Patchwork qlcnic: dont assume NET_IP_ALIGN is 2

login
register
mail settings
Submitter Eric Dumazet
Date Sept. 17, 2010, 9:57 a.m.
Message ID <1284717448.3391.75.camel@edumazet-laptop>
Download mbox | patch
Permalink /patch/65047/
State Accepted
Delegated to: David Miller
Headers show

Comments

Eric Dumazet - Sept. 17, 2010, 9:57 a.m.
Amit, I noticed following bug in qlnic driver.

Also, skb->truesize should not be changed by drivers, unless dealing
with fragments.

When you have :
	skb->truesize = skb->len + sizeof(struct sk_buff);

you are lying to stack that can queue many "small" UDP packets,
accouting for small packets in socket rcvbuf, while the truesize was
really 1532 + sizeof(struct sk_buff)

Could you take a look ?

Thanks


[PATCH] qlcnic: dont assume NET_IP_ALIGN is 2

qlcnic driver allocates rx skbs and gives to hardware too bytes of extra
storage, allowing for corruption of kernel data.

NET_IP_ALIGN being 0 on some platforms (including x86), drivers should
not assume it's 2.

rds_ring->skb_size = rds_ring->dma_size + NET_IP_ALIGN;
...
skb = dev_alloc_skb(rds_ring->skb_size);
skb_reserve(skb, 2);
pci_map_single(pdev, skb->data, rds_ring->dma_size, PCI_DMA_FROMDEVICE);

(and rds_ring->skb_size == rds_ring->dma_size) -> bug


Because of extra alignment (1500 + 32) -> four extra bytes are available
before the struct skb_shared_info, so corruption is not noticed.

Note: this driver could use netdev_alloc_skb_ip_align()

Signed-off-by: Eric Dumazet <eric.dumazet@gmail.com>
---


--
To unsubscribe from this list: send the line "unsubscribe netdev" in
the body of a message to majordomo@vger.kernel.org
More majordomo info at  http://vger.kernel.org/majordomo-info.html
David Miller - Sept. 18, 2010, 5:58 a.m.
From: Eric Dumazet <eric.dumazet@gmail.com>
Date: Fri, 17 Sep 2010 11:57:28 +0200

> [PATCH] qlcnic: dont assume NET_IP_ALIGN is 2
> 
> qlcnic driver allocates rx skbs and gives to hardware too bytes of extra
> storage, allowing for corruption of kernel data.
> 
> NET_IP_ALIGN being 0 on some platforms (including x86), drivers should
> not assume it's 2.
> 
> rds_ring->skb_size = rds_ring->dma_size + NET_IP_ALIGN;
> ...
> skb = dev_alloc_skb(rds_ring->skb_size);
> skb_reserve(skb, 2);
> pci_map_single(pdev, skb->data, rds_ring->dma_size, PCI_DMA_FROMDEVICE);
> 
> (and rds_ring->skb_size == rds_ring->dma_size) -> bug
> 
> 
> Because of extra alignment (1500 + 32) -> four extra bytes are available
> before the struct skb_shared_info, so corruption is not noticed.
> 
> Note: this driver could use netdev_alloc_skb_ip_align()
> 
> Signed-off-by: Eric Dumazet <eric.dumazet@gmail.com>

Applied to net-2.6, thanks Eric.
--
To unsubscribe from this list: send the line "unsubscribe netdev" in
the body of a message to majordomo@vger.kernel.org
More majordomo info at  http://vger.kernel.org/majordomo-info.html
Eric Dumazet - Sept. 20, 2010, 12:18 p.m.
Le lundi 20 septembre 2010 à 06:16 -0500, Amit Salecha a écrit :

> This can be cleaned up. 
> Though I have one doubt.

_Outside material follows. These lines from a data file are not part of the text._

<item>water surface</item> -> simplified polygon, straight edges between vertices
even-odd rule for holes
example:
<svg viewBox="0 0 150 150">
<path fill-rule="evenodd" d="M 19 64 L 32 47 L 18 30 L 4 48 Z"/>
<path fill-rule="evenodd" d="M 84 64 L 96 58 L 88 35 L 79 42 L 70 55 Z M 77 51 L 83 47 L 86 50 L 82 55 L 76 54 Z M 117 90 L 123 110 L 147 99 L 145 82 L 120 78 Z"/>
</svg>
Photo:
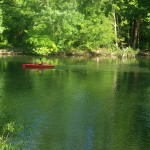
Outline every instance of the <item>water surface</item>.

We are allocating larger packets than the actual data used.
> Doesn't it will break accounting ?

truesize accounts for the real size of buffers, not the used part in
them.

IMHO, a driver not dealing with fragments should not touch skb->truesize

# grep truesize drivers/net/tg3.c
<nothing>

If a driver deals with fragments, it probably should use "+=" operator
only, not hardcoding sizeof(struct sk_buff) thing that only core network
has to deal with.

$ find drivers/net/bnx2x|xargs grep truesize
drivers/net/bnx2x/bnx2x_cmn.c:		skb->truesize += frag_len;

Almost all drivers are fine, they are some of them that should be
changed.



--
To unsubscribe from this list: send the line "unsubscribe netdev" in
the body of a message to majordomo@vger.kernel.org
More majordomo info at  http://vger.kernel.org/majordomo-info.html
David Miller - Sept. 20, 2010, 3:58 p.m.
From: Amit Salecha <amit.salecha@qlogic.com>
Date: Mon, 20 Sep 2010 06:16:31 -0500

> Though I have one doubt. We are allocating larger packets than the actual data used.
> Doesn't it will break accounting ?

No, it will "fix" accounting.

You must charge to the SKB all of the non-shared memory that was
allocated to the SKB.

This means even if the packet only uses 128 bytes of the SKB
data area, you must still account for the full blob of linear
memory that was allocated for the SKB data area in skb->truesize.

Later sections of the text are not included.